Prenatal reading also establishes attachment patterns. Research in attachment theory shows that consistent, nurturing interactions (including talking and reading during pregnancy) support secure attachment after birth. Your baby already knows you before you meet face to face.
Our personalized books at PutMeInTheStory Canada are designed with this developmental science in mind. When you read a story featuring your baby's name during pregnancy, you create auditory patterns they will recognize. After birth, those same stories become sources of comfort and connection. Reading to your baby during pregnancy establishes a ritual that transitions seamlessly into early literacy practices.
The Foundation for Six Pre-Literacy Skills
Research identifies six critical pre-literacy skills that predict reading success. Prenatal language exposure begins building foundations for each one.
1. Print Motivation (interest in books): Positive associations with storytime begin before birth. When reading is part of your daily routine during pregnancy, it becomes familiar and comforting to your baby.
2. Vocabulary (knowing words): While babies do not understand word meanings in utero, repeated exposure to speech patterns supports faster vocabulary acquisition after birth. Familiar rhythms and intonations create templates for language learning.
3. Print Awareness (understanding how print works): This skill develops after birth, but the routine of storytime established during pregnancy creates positive associations that support print awareness later.
4. Letter Knowledge (recognizing letters and sounds): This skill also develops postnatally, but the foundation of language exposure and auditory processing laid during pregnancy accelerates letter learning when the time comes.
5. Phonological Awareness (hearing sounds in language): Exposure to speech rhythms and sound patterns during pregnancy primes the auditory system. The theta band synchronization found in the 2023 study shows that babies' brains tune into the syllabic rate of their native language before birth.
6. Narrative Skills (understanding stories): Story structure (beginning, middle, end) becomes familiar through repeated prenatal exposure. Babies hear the rise and fall of narrative even before they comprehend content.
The neural pathways built through prenatal reading become the scaffolding for every literacy skill your child will develop.
Your Questions Answered
I'm already past 35 weeks. Is it too late?

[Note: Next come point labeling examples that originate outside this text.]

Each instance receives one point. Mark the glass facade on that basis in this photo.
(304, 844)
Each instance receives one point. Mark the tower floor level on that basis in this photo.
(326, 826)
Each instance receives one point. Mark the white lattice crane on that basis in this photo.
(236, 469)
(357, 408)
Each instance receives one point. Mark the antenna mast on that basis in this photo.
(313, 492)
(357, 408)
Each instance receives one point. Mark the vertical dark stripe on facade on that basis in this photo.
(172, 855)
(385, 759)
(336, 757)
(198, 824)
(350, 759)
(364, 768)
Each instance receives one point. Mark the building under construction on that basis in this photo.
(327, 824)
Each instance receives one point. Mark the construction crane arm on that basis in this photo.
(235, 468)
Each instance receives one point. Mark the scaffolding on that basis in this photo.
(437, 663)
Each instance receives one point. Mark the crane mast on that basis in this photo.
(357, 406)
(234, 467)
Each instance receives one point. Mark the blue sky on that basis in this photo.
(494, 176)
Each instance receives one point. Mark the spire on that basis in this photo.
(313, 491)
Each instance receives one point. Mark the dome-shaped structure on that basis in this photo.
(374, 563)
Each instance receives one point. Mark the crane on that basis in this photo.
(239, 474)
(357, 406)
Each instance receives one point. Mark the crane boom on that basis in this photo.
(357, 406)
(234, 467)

No. The study started at 35 weeks for research purposes, but babies' auditory systems are functional from 25 weeks. Start whenever you can. Even two weeks of daily reading creates measurable patterns. Your baby benefits from exposure at any point in the third trimester.
Should I read in multiple languages?
The study used foreign languages to test learning mechanisms. You do not need to read in multiple languages. Reading in your native language is ideal. That is the language your baby needs most for post-birth communication and bonding.
How often should I read?
Aim for daily sessions when possible. The study participants completed an average of 25 sessions over five weeks (about five times per week). Consistency matters more than perfection. If you miss a day, that's okay. Simply continue the next day.

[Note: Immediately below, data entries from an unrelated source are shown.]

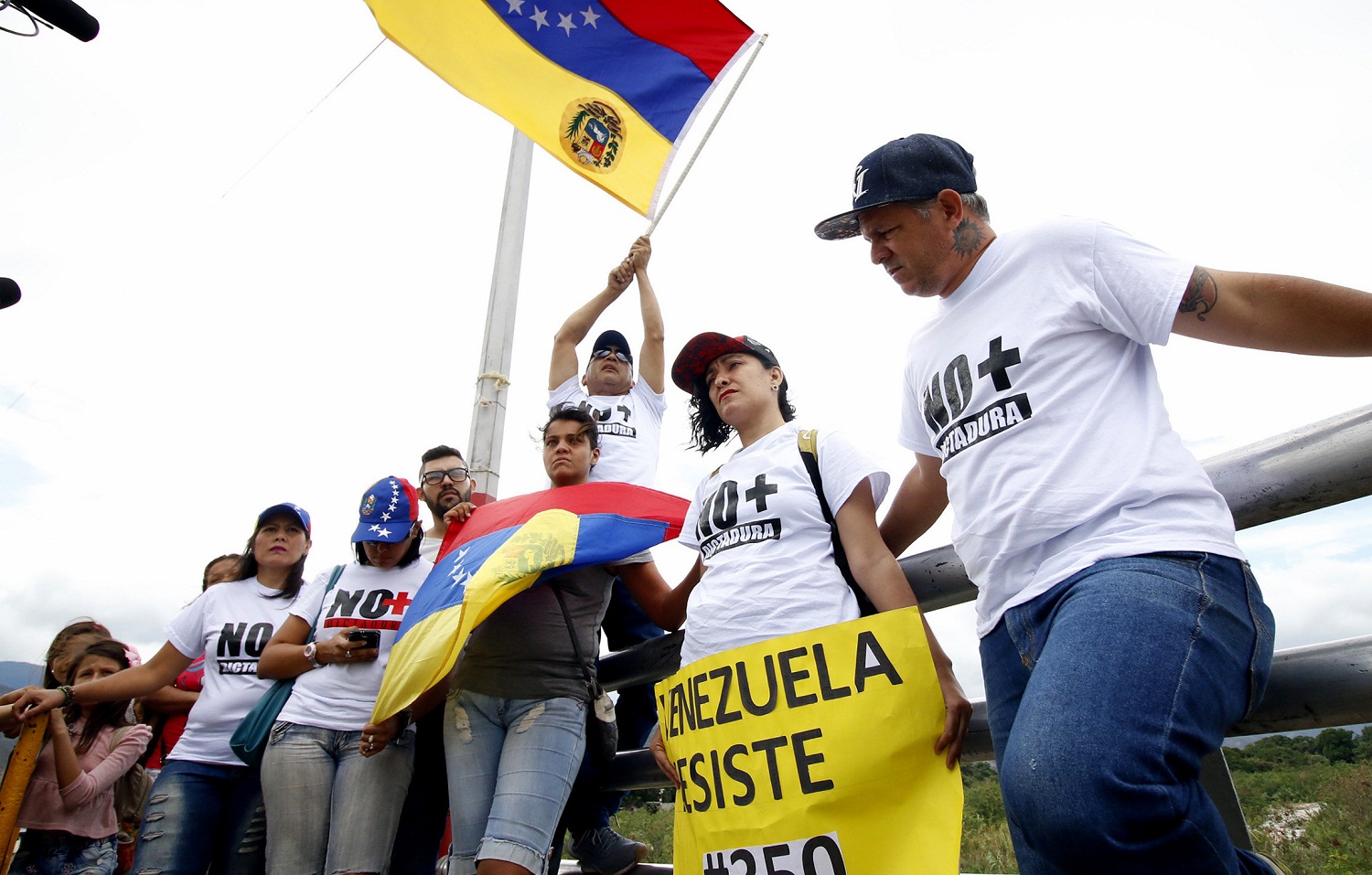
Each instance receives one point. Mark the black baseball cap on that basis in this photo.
(702, 350)
(612, 339)
(914, 167)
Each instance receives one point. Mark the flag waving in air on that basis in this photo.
(606, 87)
(504, 549)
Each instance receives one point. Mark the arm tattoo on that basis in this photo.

Can other people read aloud, too?
Yes. Babies recognize multiple familiar voices. Research shows that fetuses respond to voices they hear regularly. Partners, grandparents, and other family members reading aloud build their bonds with the baby and provide additional language exposure. Multiple familiar voices create richer auditory input. Singing, talking, or even humming also builds connection and aids in neural development.

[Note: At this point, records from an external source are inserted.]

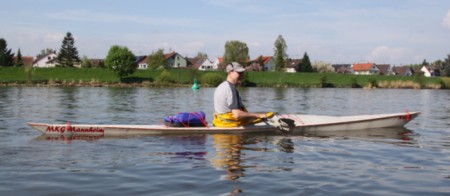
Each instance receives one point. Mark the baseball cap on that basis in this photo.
(234, 66)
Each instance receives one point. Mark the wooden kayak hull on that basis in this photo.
(303, 124)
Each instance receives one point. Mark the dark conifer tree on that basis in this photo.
(68, 54)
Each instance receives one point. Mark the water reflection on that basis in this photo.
(68, 101)
(228, 155)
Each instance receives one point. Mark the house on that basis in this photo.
(293, 65)
(175, 60)
(218, 63)
(342, 68)
(261, 63)
(385, 69)
(365, 69)
(48, 60)
(27, 60)
(402, 71)
(142, 62)
(429, 71)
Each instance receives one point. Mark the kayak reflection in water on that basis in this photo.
(228, 155)
(229, 111)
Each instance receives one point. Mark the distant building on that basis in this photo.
(402, 71)
(342, 68)
(365, 69)
(48, 60)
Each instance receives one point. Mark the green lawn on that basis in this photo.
(15, 75)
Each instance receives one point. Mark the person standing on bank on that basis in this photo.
(228, 108)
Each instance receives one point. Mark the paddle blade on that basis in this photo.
(286, 125)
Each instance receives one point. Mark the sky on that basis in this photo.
(396, 32)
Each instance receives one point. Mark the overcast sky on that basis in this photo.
(396, 32)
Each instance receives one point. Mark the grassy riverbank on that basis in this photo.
(10, 76)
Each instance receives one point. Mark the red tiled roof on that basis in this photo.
(362, 66)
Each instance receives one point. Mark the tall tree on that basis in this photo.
(235, 51)
(156, 60)
(68, 54)
(446, 67)
(280, 54)
(19, 61)
(121, 61)
(305, 65)
(6, 57)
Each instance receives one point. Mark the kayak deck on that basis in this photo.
(303, 124)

Does it have to be the same story?
Repetition strengthens neural patterns. Having one "signature story" that you read frequently can create strong familiarity. However, variety is also beneficial. A mix of repeated favorites and new stories provides both pattern recognition and novelty.
What if I cannot read every day due to health issues?
Any reading you can do provides benefits. If daily reading is not possible due to medical reasons, read when you are able. Even occasional exposure creates some neural patterning. Talking, singing, or humming to your baby also supports auditory development. Focus on what you can do.
Two Years of Breakthrough Science
The combination of the 2023 and 2025 studies creates a comprehensive picture of prenatal language learning.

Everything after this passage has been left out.